Er is een groeiende interesse in het hoe en waarom van Zeer Lage Temperatuur (ZLT) netwerken in vergelijking met de traditionele Middel Temperatuur (MT) netwerken en de nu al wat economisch achterhaalde Hoge Temperatuur (HT) netwerken. Deze ZLT netwerken vormen een goede overgang naar de ZLT-Uitwissel (ZLT-U) of nog meer innovatieve 5de Generatie Warmte en Koude netwerken (5GDHC).
Hieronder een kort overzicht waarom voor nieuwe collectieve warmte voorzieningen ZLT-U en/of 5GDHC gebruikt moeten gaan worden.
MT netwerken hebben het grote voordeel dat er veel ervaring mee is opgedaan en dat het daardoor eenvoudig is om de leverzekerheid te garanderen. Als ze daarbij gebruik maken van industriële restwarmte met een hoge temperatuur gaat het erom deze warmte met zo min mogelijk verlies te vervoeren naar de eindgebruikers. Echter door een veranderende situatie en de noodzaak om CO2 te besparen in alle sectoren, is er een grote kans dat de beschikbare hoeveelheid restwarmte afneemt waardoor de warmteverzorging in gevaar komt. De achterliggende gedachte is dit op termijn op te vangen met warmte uit diepe geothermie (meer dan 500m ondergronds). De goede werking en langjarige levering door diepe geothermiebronnen is echter nog erg onzeker.
In de huidige businesscases, scoort een MT warmtenet met gas als hoofd warmtebron of piekwarmte in combinatie lokale bronnen (oppervlaktewater, rioolthermie, etc.) goed qua investeringen en om netcongestie te verminderen. Een collectieve gasketel produceert warmte efficiënter, maar aardgas is niet direct de meest logische oplossing als het gaat om het gas vrijmaken van wijken. Tegenover de meer efficiënte centrale opwekking, gaat een groot deel van de warmte verloren tijdens het transport (vooral voor warm tapwater).

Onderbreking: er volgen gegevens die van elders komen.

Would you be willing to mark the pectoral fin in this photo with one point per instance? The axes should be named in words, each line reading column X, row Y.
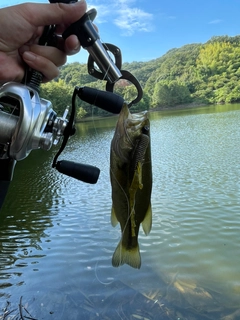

Een MT netwerk levert alleen warmte terwijl er steeds meer een vraag naar koeling is. Deze vraag naar koeling heeft indirect ook belangrijke gevolgen voor een MT netwerk, omdat de airco ook warmte kan leveren en gedurende de minder koude perioden als basisverwarming zal worden gebruikt, indien dit goedkoper is dan warmte geleverd uit het MT netwerk.
Verdergaande isolatie en individuele opwekking leidt tot een constante afname van de door het MT netwerk geleverde warmte. De eigen opwekking van warm tapwater, wanneer er veel zon beschikbaar is zonder het voordeel van terugleververgoeding (saldering), kan een beduchte concurrent van het MT net worden. Het ‘winstgevende’ stookseizoen voor verwarming wordt daardoor op termijn korter, zonder dat daar een compensatie tegenover staat en de warmteverliezen in het MT net nemen relatief sterk toe. Het gevolg is dat het warmtebedrijf haar tarieven voortdurend moet ophogen (en daarmee steeds meer gebruikers stimuleert om te gaan isoleren en hun eigen warmte te verzorgen).
Een groter probleem is dat een infrastructuur voor het leveren van hoogwaardige warmte gepaard gaat met de reeds genoemde hoge transport verliezen en dat zij niet ingericht is op toekomstige trends. Een infrastructuur, die bij voorkeur voor een periode van 30 tot 50 jaar zou moeten blijven functioneren, moet zich kunnen aanpassen, aan deze toekomstige trends. De infrastructuur moet bestendig zijn tegen een afnemende individuele warmtevraag, in een behoefte aan koeling kunnen voorzien en de groeiende mogelijkheden van lokale, decentrale opwekking en opslag kunnen integreren. Met andere woorden het belangrijkste uitgangspunt voor de aan te leggen infrastructuur is dat deze flexibel, veerkrachtig en aanpasbaar is aan de toekomstige warmte- en koudevraag.
Het alternatief is een ZLT Uitwisselnetwerk. Dit bestaat uit het aanleggen van laagwaardige (en goedkope) infrastructuur, die een krachtige en duurzame bron bij de voordeur brengt van elke woning en de opwaardering naar de benodigde eindtemperaturen gebeurt decentraal (in individuele woningen of voor een groep van woningen). Hiermee kan door het netwerk in de zomer ook de gewenste koeling worden geleverd en neemt het elektriciteitsgebruik van individuele warmtepompen af (tot < 60%). Een ZLT-U netwerk biedt als er nog geen collectief netwerk is, veel aanvullende voordelen en zou ook toegepast kunnen worden als transformatie van een eerder gekozen MT oplossing.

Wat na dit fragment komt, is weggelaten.